L G Lange, B E Sobel
We have shown recently that norepinephrine stimulates muscle cell hypertrophy in primary cultures from the neonatal rat ventricle and that this stimulation is not blocked by the beta adrenergic antagonist propranolol. The present study was done to define the adrenergic specificity of the myocyte hypertrophic response to norepinephrine. 90% pure, single-cell cultures of nongrowing myocytes were maintained in serum-free medium 199 with transferin and insulin. Myocyte size was quantitated 48 h after addition of adrenergic agents, by measuring cell volume, cell surface area, and cell protein.
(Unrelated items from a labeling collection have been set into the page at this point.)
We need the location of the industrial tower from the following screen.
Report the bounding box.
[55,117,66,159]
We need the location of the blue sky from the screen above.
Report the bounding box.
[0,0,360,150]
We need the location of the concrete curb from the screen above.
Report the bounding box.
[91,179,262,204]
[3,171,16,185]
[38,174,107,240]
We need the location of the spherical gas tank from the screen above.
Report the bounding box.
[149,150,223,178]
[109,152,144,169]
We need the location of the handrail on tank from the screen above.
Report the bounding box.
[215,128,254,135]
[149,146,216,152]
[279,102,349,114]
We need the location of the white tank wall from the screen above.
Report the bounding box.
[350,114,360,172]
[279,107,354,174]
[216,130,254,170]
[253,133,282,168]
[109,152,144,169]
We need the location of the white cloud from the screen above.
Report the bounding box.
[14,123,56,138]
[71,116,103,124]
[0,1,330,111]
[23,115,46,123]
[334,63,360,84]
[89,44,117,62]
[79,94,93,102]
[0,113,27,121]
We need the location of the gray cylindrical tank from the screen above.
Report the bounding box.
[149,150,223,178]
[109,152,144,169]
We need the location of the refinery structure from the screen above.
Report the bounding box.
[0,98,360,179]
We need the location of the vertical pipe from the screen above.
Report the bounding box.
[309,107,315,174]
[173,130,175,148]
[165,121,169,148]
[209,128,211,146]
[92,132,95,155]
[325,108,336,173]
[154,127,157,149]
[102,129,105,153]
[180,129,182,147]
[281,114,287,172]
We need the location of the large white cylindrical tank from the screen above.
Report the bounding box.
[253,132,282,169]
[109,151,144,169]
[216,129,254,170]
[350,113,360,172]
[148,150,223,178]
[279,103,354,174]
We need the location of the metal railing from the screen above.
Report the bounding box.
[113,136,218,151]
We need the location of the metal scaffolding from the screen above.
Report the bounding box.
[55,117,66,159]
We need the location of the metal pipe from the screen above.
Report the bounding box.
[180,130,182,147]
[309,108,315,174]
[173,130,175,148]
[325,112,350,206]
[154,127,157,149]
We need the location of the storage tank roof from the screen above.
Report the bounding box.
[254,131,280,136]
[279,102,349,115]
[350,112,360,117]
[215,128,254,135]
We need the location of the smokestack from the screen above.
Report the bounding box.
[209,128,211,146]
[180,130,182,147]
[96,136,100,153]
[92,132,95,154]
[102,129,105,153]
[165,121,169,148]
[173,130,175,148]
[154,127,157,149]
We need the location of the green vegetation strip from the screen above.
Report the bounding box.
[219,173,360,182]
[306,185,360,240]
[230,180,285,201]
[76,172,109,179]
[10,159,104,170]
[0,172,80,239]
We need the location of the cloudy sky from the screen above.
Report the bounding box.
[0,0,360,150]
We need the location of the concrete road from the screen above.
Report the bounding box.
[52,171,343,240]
L-norepinephrine increased myocyte size to a maximum 150% of control; half-maximum effect was obtained at a concentration of 0.2 microM. This increase in cell size was inhibited by the nonselective alpha adrenergic antagonist phentolamine and by the alpha 1 adrenergic antagonists prazosin and terazosin; it was not inhibited by propranolol or by the alpha 2 adrenergic antagonist yohimbine. The beta adrenergic agonist isoproterenol did not increase cell size. Thus, norepinephrine-stimulated hypertrophy of cultured rat myocardial cells is an alpha 1 adrenergic response.